Las elecciones de 2024 no solo redefinieron el mapa político de México; revelaron algo más profundo: dejamos de escucharnos.
Al día de hoy, transportistas y campesinos bloquean carreteras en distintos estados del país, otras personas ejercen el derecho a la protesta, mientras otros piden orden y autoridad. Todos hablan de México, pero no hablan entre sí.
Las narrativas describen la realidad, pero también la moldean, y a veces, la distorsionan.
Cada grupo contó una historia distinta sobre el país. Para unos, el cambio era esperanza, para otros, una amenaza. Algunos gritaban justicia social, otros libertad individual. Pero lo más importante no eran los discursos, sino lo que tenían en común: el miedo al otro. Las redes sociales no ayudaron, amplificaron el enojo. Los medios no fueron neutros; a veces escogieron bandos. Así, lo que pudo ser debate se volvió una trinchera.
Y en México, donde la violencia ha marcado la historia, el lenguaje se volvió otra forma de agresión. Cuando las palabras se usan para herir, dejan de servir para comprender.
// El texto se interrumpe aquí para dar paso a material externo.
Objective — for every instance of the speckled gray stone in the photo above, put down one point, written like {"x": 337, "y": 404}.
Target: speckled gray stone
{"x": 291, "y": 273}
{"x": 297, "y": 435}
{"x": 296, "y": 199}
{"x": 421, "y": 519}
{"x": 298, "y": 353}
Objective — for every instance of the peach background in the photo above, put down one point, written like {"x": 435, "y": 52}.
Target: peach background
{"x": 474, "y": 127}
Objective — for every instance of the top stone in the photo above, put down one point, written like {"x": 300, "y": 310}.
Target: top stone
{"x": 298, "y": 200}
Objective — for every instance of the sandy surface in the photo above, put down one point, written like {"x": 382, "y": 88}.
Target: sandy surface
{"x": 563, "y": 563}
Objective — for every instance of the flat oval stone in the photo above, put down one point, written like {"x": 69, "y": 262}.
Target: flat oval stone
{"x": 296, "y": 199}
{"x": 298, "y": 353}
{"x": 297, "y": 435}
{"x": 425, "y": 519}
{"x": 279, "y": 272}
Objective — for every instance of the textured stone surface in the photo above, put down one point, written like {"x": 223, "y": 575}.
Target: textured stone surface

Quizá el conflicto no es solo político, sino narrativo: hemos construido historias donde el adversario es un enemigo, donde escuchar significa rendirse y donde solo puede haber una verdad válida, la propia.
Pero no todas las narrativas dividen. En países que han vivido traumas colectivos como Kenia o Bosnia y Herzegovina, se reconstruyeron relatos compartidos para sanar el tejido roto. Dejaron de preguntar “¿Quién tiene razón?” para preguntarse “¿Cómo llegamos hasta aquí?”. Sus narrativas no borraron el conflicto, lo resignificaron.
México necesita nuevas historias. No aquellas que prometen unidad ficticia, sino las que reconocen las heridas. Historias donde la discrepancia no sea motivo de odio, sino una puerta para el entendimiento. Historias donde el miedo no defina al otro.
Porque si seguimos construyendo relatos donde solo cabe uno, nos quedaremos atrapados en un país con muchos discursos, pero sin diálogo.